The jury in the Kyle Rittenhouse has been deliberating for about two hours so far today. They started around 10 a.m. ET this morning.

This is the second day the jury — made up of five men and seven women — has deliberated. They were dismissed yesterday after more than eight hours: Deliberations started at 10:15 a.m. ET Tuesday, and Kenosha County Circuit Judge Bruce Schroeder dismissed the jurors for the evening at 6:50 p.m. ET. The court did not specify how long the jurors took for their lunch break.

The jurors are considering five felony charges against Rittenhouse, the teenager who killed two people and shot another during unrest in Kenosha, Wisconsin, last summer.

11:55 a.m. ET, November 17, 2021

Here's what Kyle Rittenhouse said during his testimony

From CNN's Mike Hayes

Kyle Rittenhouse testifies during his trial in Kenosha, Wisconsin, on November 10.
Kyle Rittenhouse testifies during his trial in Kenosha, Wisconsin, on November 10. (Sean Krajacic/The Kenosha News/Pool/AP)

The defense's case was highlighted by the decision to put Kyle Rittenhouse on the stand to testify on his own behalf on Nov. 10.

CNN analyst Jeniffer Rodgers noted that a defendant testifying at trial is rare.

"When a defendant testifies, it tends to overshadow everything else. It happens pretty rarely actually. When it does, that's what everyone remembers and it does tend to be what everything turns on," Rodgers said.

The former federal prosecutor said that her assessment was that Rittenhouse was "actually a very good witness" and she thinks his testimony might help him with the jury.

"But at the end of the day, the jury is going to have to think about what he said, but also the other evidence, too. But I do think in these cases the defendant's testimony is something that's extremely key, and he performed well. So I think that will help him."

Here's a recap of some of what Rittenhouse said during his testimony at the trial:

  • Rittenhouse said he did nothing wrong: Rittenhouse defended his actions in Kenosha, in the wake of the protests related to the police shooting of Jacob Blake in August 2020, telling the court "I didn't do anything wrong. I defended myself." The teenager also said he didn't intend to kill anyone, but agreed he used "deadly force" that night.
  • Emotional testimony: Rittenhouse broke down on the stand while describing the night of the shooting prompting the judge to call a 10-minute recess.
  • Rittenhouse said he was "ambushed": Rittenhouse testified that Joseph Rosenbaum, who he shot and killed, had threatened to kill him and said he "came out from behind the car and ambushed me" before the shooting.

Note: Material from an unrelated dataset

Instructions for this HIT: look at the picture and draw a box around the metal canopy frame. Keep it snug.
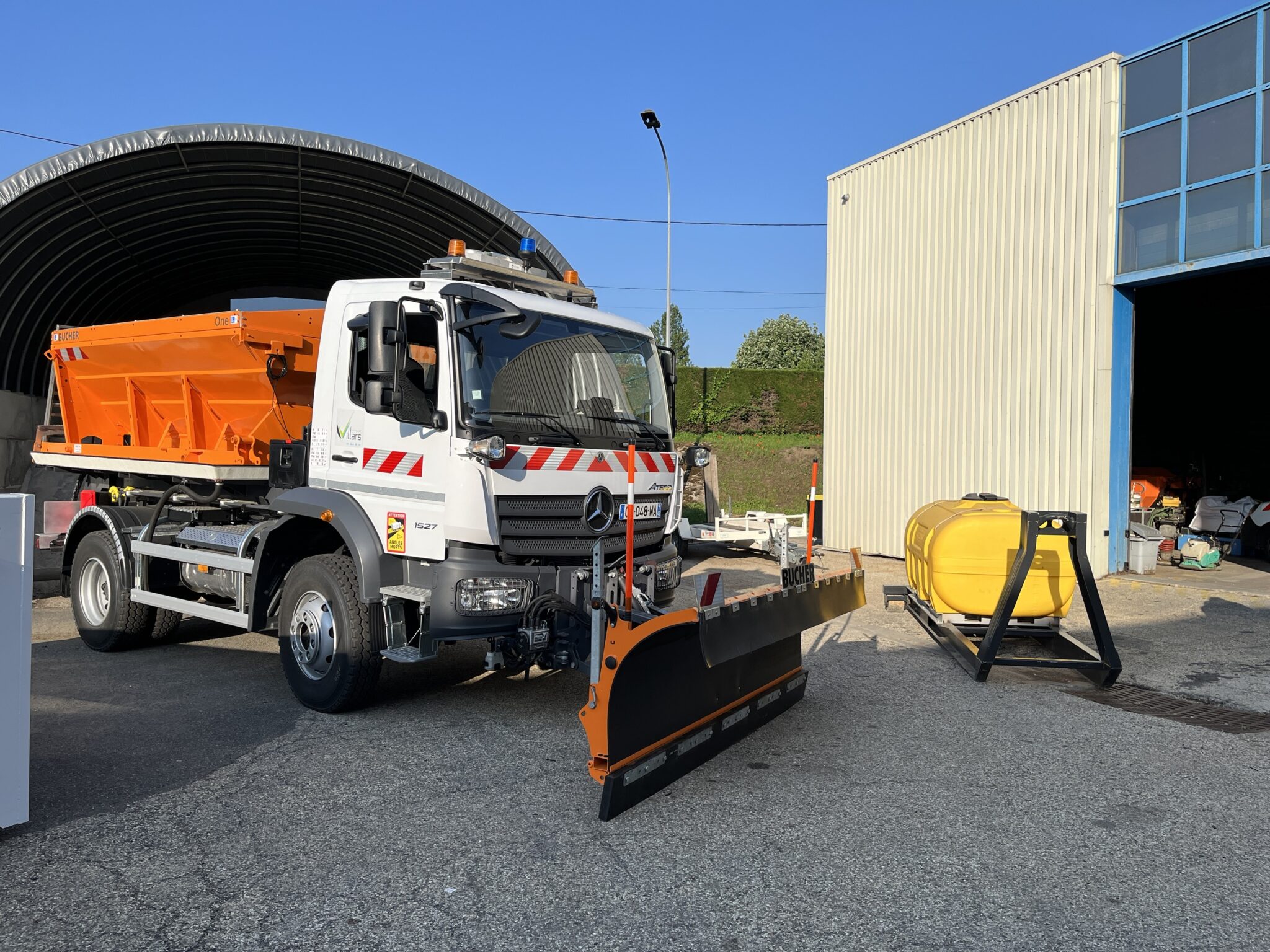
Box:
[0,123,572,394]
[882,511,1121,688]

He said later in his testimony that he believed Rosenbaum "tried to take my gun," adding, "if he would have taken my gun he would've used it against me" and "killed me."
  • Rittenhouse lied that he was a certified EMT: During cross-examination, the prosecution played video clips from an interview that night with Rittenhouse. In one clip, the interviewer asks Rittenhouse if he is a certified EMT. He replies yes. After the clip was played, prosecutor Thomas Binger asked Rittenhouse if he lied during the interview that he was an EMT. "I'm not an EMT, he replied. Binger followed up: "And you knew you were being interviewed by someone in the media when you told that lie, didn't you? "Yes," the defendant said.